From Travel Daily News
Embraer Commercial Aviation released, during the Marrakech Air Show, in Morocco, its market outlook for Africa, which forecasts that the region will take delivery of 240 new jets in the 70 to 130-seat segment over the next 20 years. The 70 to 130-seat jet fleet in service is estimated to grow from the current 120 units to 260 by 2034.
“Africans are turning progressively to air travel. As in Asia, economic expansion, a growing urban middle class, continued market liberalisation and regional integration will be the main drivers of air transport demand,” explains Simon Newitt, Vice President, Latin America, Africa & Portugal, Embraer Commercial Aviation.
“With right-sized aircraft, such as the E-Jets family, African carriers would be able to offer a better combination of capacity and frequency in core as well as low to mid-density markets.”
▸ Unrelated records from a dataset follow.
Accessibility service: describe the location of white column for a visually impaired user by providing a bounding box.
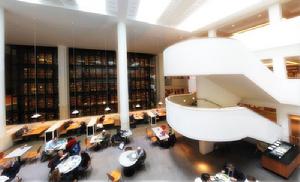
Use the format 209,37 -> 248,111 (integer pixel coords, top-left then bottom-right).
268,3 -> 287,78
58,45 -> 70,119
208,30 -> 217,37
199,141 -> 214,155
0,7 -> 12,151
268,3 -> 282,24
0,7 -> 6,135
272,57 -> 287,78
157,53 -> 166,103
276,104 -> 291,142
117,22 -> 129,130
188,76 -> 197,93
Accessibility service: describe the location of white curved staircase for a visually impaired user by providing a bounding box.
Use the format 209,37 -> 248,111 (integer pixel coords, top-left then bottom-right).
166,95 -> 281,143
164,38 -> 300,143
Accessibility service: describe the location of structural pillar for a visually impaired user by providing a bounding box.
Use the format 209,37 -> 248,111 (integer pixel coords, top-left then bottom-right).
0,7 -> 12,151
268,3 -> 287,78
208,30 -> 217,38
268,3 -> 282,24
117,22 -> 129,130
158,53 -> 166,103
58,45 -> 70,119
272,57 -> 287,79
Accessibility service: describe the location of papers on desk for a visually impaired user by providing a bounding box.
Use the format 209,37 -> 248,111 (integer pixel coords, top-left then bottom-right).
152,127 -> 169,140
90,134 -> 104,144
4,146 -> 32,159
119,150 -> 137,167
45,139 -> 67,151
56,155 -> 81,174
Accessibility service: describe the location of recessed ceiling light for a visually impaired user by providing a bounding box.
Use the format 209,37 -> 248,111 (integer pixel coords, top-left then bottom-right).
135,0 -> 171,24
75,0 -> 107,14
231,16 -> 300,51
177,0 -> 262,32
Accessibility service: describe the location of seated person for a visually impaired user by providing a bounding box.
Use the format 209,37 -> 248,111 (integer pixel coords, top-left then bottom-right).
48,150 -> 67,172
69,141 -> 81,155
74,152 -> 91,179
66,137 -> 77,152
49,169 -> 61,182
168,131 -> 176,146
80,121 -> 86,134
223,163 -> 246,181
1,161 -> 21,181
101,130 -> 110,147
15,125 -> 29,138
136,147 -> 147,166
45,137 -> 58,150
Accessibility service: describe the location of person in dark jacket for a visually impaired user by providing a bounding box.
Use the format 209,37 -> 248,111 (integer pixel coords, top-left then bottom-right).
1,161 -> 21,181
48,150 -> 67,173
66,137 -> 77,152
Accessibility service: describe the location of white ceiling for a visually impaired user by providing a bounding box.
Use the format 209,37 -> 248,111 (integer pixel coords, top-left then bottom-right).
0,0 -> 284,53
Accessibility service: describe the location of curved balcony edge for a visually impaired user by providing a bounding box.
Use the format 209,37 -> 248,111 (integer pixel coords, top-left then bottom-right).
166,94 -> 282,143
According to the Embraer study, there are still ample connectivity opportunities within the African region although traffic remains concentrated in the largest cities. Of more than 300 of the region’s airports operating in 2015, only eight connected 25 or more cities while 240 airports linked five or less cities.
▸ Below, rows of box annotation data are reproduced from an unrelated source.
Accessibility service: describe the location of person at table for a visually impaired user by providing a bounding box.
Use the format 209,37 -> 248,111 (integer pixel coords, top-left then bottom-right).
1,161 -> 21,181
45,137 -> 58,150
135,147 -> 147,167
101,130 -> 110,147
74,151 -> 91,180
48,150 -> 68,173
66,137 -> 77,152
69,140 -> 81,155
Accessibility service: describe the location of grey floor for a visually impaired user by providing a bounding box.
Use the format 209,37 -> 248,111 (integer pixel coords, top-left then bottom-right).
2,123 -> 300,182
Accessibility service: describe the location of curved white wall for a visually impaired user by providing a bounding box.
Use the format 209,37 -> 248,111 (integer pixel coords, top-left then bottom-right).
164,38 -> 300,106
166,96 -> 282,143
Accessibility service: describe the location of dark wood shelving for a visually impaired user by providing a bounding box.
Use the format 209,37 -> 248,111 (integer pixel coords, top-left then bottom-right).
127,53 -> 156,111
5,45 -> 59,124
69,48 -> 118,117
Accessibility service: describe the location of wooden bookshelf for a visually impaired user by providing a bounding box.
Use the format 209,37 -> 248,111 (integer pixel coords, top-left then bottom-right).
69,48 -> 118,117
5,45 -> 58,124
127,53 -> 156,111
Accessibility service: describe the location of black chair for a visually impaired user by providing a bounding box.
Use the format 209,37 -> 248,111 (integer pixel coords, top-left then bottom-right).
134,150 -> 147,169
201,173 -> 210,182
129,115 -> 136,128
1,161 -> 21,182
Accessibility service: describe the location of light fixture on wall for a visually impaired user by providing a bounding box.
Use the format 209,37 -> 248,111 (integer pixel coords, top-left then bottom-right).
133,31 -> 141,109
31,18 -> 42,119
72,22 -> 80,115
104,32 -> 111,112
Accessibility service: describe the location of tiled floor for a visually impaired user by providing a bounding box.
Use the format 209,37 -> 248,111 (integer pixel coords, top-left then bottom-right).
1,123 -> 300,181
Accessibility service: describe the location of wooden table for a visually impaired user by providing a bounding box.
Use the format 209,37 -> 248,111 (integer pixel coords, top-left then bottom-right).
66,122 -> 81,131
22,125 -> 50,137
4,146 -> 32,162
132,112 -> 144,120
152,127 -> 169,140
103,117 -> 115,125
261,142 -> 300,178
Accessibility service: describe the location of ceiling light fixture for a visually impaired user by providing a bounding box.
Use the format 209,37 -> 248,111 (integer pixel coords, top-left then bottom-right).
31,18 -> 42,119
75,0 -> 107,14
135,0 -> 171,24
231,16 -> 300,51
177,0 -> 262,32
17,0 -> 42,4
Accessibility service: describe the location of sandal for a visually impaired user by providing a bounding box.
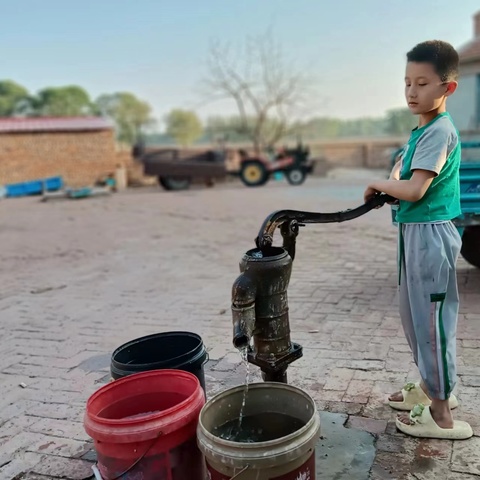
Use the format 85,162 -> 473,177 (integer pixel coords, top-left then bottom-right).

Some 90% of city pairs have traffic volumes of up to 300 daily passengers yet the current fleet is comprised of large capacity aircraft – around 70% of the aircraft in the single-aisle jet fleet have more than 130 seats. Nearly 55% of intra-regional markets do not have direct flights and some 67% of all non-stop markets within the region are served with less than one daily frequency. This is a clear indication of the opportunities for air service expansion and for right capacity aircraft deployment.
At the same time, the study reveals that 83% of all Intra-African flights are departing with less than 120 passengers on board. This fact becomes even more interesting, when linking it to the average load-factor of only 68% of African airlines.